Pioneering work in the area of genomic-based signature development focused on prognostication and response to systemic therapy [16–22]. These early investigations focused on using genomic-based approaches to predict response to chemotherapy and/or hormone therapy, or to determine prognosis if adjuvant therapies were altogether omitted after surgery. Indeed, several genomic assays are currently in clinical practice that function either as prognostic biomarkers to aid in determining prognosis independent of treatment or as predictive biomarkers that are useful in directing appropriate clinical management. Initially these genomic tests were restricted to the expression or mutation of a single gene. More recently, as sequencing and high-throughput assaying techniques have improved, these genomic tests have become more sophisticated and their indications for utilization have increased. With respect to breast cancer prognostic and predictive biomarkers, OncotypeDx®, Prosigna™, MammaPrint®, EndoPredict, Mammostrat®, and Breast Cancer Index all represent genomic tests with either prognostic or predictive capability that aid in risk stratification beyond standard clinicopathologic parameters in breast cancer [20, 21, 23–28]. While each test varies in its clinical indication, utility, and genomic make-up, many have been successfully validated as having clinical utility and have been adopted, to varying degrees, into clinical practice. Indeed, some of these tests are now part of recommended work-up by the national and international “best practice” guidelines as set forth by the National Comprehensive Cancer Network (NCCN) and other professional societies.

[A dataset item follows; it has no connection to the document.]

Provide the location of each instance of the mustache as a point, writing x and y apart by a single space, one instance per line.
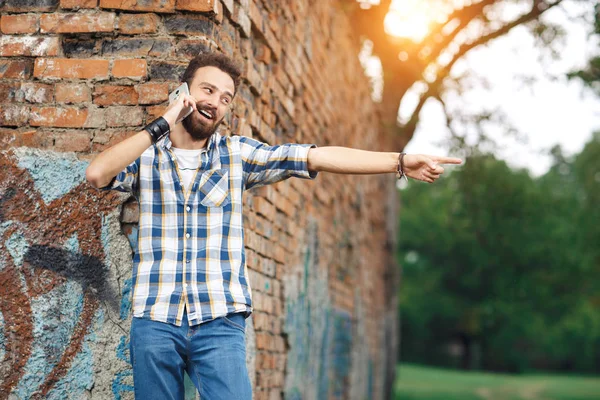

The concept of using genomic-based approaches for prediction of systemic therapy response is not unique. Although similar genomic tests for the prediction of tumor response after radiation have been slower in development, within the last several years an increasing number of tests with varying clinical indications and utility have been reported [9, 11, 14, 15, 29, 30]. Numerous groups have described gene expression-based genomic tests that predict the likelihood of breast cancer response to radiation treatment (or lack thereof) in an effort to identify the patients either (A) likely to respond (or not respond) to adjuvant radiation treatment or (B) not needing adjuvant radiation treatment at all. Most of these groups utilized high-throughput RNA expression technologies to develop gene expression signatures prognostic of low local recurrence risk (for the prognostic signatures) or predictive of response to radiation treatment in the adjuvant setting for patients with early-stage disease.

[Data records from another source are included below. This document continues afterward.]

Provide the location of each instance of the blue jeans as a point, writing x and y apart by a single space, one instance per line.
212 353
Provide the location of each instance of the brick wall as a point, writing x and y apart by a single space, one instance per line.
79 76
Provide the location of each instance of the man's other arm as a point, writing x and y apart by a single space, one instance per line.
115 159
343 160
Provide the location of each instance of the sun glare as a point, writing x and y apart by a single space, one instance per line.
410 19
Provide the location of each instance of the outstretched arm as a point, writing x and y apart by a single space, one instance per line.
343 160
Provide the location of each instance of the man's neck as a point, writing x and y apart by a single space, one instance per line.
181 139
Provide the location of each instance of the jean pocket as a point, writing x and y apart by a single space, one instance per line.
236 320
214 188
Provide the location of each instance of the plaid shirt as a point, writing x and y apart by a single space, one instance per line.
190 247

2. Radiation-Induced Gene Signatures
The concept of utilizing gene expression changes induced by radiation exposure as the basis for molecular signature development was foundational to the development of a number of signatures, either predictive or prognostic, for outcomes of patients with breast cancer. These signatures vary widely in the methods employed for their development, as well as their specificity for breast cancer outcomes and relationship to radiation treatment. Given this heterogeneity in development and validation, it is not surprising, then, that there is not significant overlap in the genes associated with these signatures. Additionally, the external validation of these signatures has been challenging for a number of reasons that will be discussed later in this article.

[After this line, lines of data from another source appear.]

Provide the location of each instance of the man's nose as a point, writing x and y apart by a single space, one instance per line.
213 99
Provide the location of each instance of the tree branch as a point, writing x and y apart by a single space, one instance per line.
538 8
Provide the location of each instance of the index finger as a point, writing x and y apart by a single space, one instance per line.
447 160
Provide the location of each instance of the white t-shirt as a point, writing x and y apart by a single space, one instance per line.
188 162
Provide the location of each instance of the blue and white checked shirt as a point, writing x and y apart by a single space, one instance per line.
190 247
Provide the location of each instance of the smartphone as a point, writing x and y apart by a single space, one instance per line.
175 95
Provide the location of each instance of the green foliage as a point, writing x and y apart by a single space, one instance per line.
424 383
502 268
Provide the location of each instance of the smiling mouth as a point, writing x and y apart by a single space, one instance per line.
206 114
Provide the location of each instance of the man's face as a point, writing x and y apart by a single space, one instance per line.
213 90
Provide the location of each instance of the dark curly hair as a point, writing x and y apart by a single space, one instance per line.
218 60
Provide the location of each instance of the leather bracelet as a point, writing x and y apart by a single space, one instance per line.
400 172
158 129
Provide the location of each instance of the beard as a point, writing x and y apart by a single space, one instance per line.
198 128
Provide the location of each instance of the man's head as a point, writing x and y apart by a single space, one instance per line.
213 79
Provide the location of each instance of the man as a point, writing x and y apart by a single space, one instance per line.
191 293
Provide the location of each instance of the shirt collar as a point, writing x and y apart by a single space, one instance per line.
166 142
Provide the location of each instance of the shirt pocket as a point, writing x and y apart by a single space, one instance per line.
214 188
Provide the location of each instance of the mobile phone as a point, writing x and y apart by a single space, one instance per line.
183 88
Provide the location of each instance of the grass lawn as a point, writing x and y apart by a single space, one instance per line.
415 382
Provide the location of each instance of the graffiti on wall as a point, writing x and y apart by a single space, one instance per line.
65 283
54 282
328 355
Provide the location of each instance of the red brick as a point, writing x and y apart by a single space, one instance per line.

In 2009, Piening et al. described the derivation of signature that was developed based on the change of gene expression in human lymphoblast cells from 12 persons' cells exposed to 5 Gy of Cesium radiation [31]. When compared to unirradiated cell controls, the subsequent significantly induced (160 genes) and repressed (59 genes) genes were used as the basis of a prognostic signature that was applied to 2 independent breast cancer cohorts. While the datasets were not derived from breast cancer patients, the authors found that the application of, and supervised hierarchical clustering in, these two breast cancer datasets did indeed have prognostic import. Unsupervised hierarchical clustering broadly identified two clusters of patients and when Kaplan-Meier survival analysis was employed, the radiation-induced and radiation-repressed gene signatures were significantly associated with local recurrence. In addition, the authors identified biological pathways associated with radiation response, including p53 responsive and proliferative genes.
Another early predictive signature was an interferon-based signature that was developed to predict response not only to ionizing radiation, but also to DNA-damaging chemotherapies [13]. This group developed the interferon-related DNA damage resistance signature based on genes associated with radiation resistance in a single squamous cell carcinoma cell line model and subsequently demonstrated that this signature was predictive of response to chemotherapy and ionizing radiation in women with breast cancer. They further refined the signature to include a 7-gene-pair classifier (from the original panel of 49 differentially expressed genes) that predicted the efficacy of adjuvant chemotherapy as well as local control after radiation treatment. Despite this early development, subsequent translation into a clinically relevant test has not been detailed.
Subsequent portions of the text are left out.